Three people were shot to death in Herndon last week—a mother and her two children, in an incident the police termed “horrific.” The shootings will not make the list of mass murders as the official definition of a mass murder is four people or more. Over the past several weeks there have been murders of one and two people in Reston in different incidents but not reaching the threshold to be termed a mass murder. Mass or not, it is too many. The number also affects the media coverage. A murder here and there has unfortunately become so commonplace that it makes the back page of print media and barely a mention in broadcast media. The fear is that we are becoming immune to what is happening in our communities, and while we are by no means accepting of what is happening there seems to be less outrage unless a large number of people have been killed or wounded.
A cartoon in last week’s Washington Post shows two men looking at a chart with a soaring upward line. One says to the other, “I thought we had COVID under control.” The other responded that the upward line to 50 deaths per day represents the deaths by gun violence, not COVID. Just a couple of months ago I wrote a column “Epidemic Surge in Gun Violence” to draw attention to the understandable fact that while we were closely following the COVID pandemic there was a second dramatic increase that I termed a “surge” in gun violence.

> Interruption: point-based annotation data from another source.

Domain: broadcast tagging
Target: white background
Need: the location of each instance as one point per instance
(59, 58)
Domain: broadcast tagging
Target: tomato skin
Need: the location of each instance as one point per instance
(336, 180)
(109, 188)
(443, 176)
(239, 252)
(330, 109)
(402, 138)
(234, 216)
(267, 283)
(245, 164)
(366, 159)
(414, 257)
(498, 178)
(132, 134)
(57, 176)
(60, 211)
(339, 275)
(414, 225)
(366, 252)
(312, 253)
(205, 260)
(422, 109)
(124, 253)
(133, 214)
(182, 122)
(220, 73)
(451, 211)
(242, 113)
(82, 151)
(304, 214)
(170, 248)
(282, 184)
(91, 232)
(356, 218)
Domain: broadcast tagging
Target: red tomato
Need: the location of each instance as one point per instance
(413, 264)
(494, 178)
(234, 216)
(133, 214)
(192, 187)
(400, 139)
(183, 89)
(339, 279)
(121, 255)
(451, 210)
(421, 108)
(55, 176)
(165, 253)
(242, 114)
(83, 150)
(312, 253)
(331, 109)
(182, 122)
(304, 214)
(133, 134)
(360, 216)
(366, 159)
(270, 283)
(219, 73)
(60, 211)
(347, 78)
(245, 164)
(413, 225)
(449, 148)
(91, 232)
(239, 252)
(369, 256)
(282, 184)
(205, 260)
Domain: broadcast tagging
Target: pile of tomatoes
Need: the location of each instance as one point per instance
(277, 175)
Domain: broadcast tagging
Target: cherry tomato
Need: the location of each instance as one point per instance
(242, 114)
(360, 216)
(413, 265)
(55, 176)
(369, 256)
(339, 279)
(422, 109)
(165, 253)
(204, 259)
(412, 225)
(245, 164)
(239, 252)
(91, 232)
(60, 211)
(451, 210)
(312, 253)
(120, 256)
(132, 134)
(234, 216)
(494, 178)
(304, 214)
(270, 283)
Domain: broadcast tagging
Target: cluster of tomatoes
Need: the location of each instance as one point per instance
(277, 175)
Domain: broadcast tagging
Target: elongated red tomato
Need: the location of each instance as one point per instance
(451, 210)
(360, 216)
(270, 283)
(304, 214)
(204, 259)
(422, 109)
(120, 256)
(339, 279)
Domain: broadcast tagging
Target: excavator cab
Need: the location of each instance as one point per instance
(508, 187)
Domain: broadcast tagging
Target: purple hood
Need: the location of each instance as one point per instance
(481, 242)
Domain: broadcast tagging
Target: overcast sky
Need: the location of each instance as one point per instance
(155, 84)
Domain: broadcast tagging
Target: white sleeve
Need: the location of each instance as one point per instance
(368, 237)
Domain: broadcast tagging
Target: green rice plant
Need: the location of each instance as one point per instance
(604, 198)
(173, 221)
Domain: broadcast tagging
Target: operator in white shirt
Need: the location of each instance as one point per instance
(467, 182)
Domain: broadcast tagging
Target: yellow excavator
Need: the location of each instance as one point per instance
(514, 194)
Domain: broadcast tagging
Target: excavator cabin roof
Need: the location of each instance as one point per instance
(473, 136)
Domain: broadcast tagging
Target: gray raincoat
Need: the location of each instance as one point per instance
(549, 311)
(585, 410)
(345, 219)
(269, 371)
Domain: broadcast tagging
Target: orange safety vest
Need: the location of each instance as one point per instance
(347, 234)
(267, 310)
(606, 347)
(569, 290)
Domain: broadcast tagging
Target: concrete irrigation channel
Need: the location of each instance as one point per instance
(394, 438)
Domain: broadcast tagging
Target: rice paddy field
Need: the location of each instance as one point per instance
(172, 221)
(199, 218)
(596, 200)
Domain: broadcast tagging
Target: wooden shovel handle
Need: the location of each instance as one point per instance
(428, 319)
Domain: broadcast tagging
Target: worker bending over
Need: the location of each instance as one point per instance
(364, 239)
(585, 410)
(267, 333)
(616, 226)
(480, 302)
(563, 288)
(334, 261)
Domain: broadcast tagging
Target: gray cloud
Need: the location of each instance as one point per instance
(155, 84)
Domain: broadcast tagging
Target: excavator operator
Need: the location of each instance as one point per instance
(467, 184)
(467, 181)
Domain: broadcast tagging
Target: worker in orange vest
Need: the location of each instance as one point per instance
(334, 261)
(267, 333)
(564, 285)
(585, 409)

There are many excuses that can be given for the surge in gun violence at this time that center around the isolation and depression arising from the pandemic. Certainly they are factors, but the fact remains that the overwhelming presence of guns in our society leads to their misuse in domestic disputes, getting even with others, accidents, and suicides among other causes. Recent news accounts indicate that there has been an unprecedented surge in gun sales. In 2020 people purchased more than 23 million guns, a 66 percent increase over 2019. There were 2.5 million guns purchased this past January for the third highest total ever.
The effects of the COVID pandemic are being felt around the world, but the gun violence epidemic is unique to the United States. According to a study by the United Nations, there are 29.7 homicides by firearms per one million people in the United States compared to 1.4 in Australia, 1.9 in Germany, and 5.1 in Canada.
Tragically the number of young children being the victims of gun violence has seen a surge as well. Seldom is there a week or a day without getting the news that a child, sometimes even an infant, and too many teenagers have become the victims of gun violence. Beyond the children who are actually killed are the brothers and sisters of those who have been murdered or the children of adult victims who are traumatized by what has happened in their lives. They are victims as well.
I participate in monthly vigils at the NRA along with many loyal advocates who carry the message that we must take legislative action at the federal level as we have in Virginia to end gun violence. Join me in continuing to press for a response to this epidemic!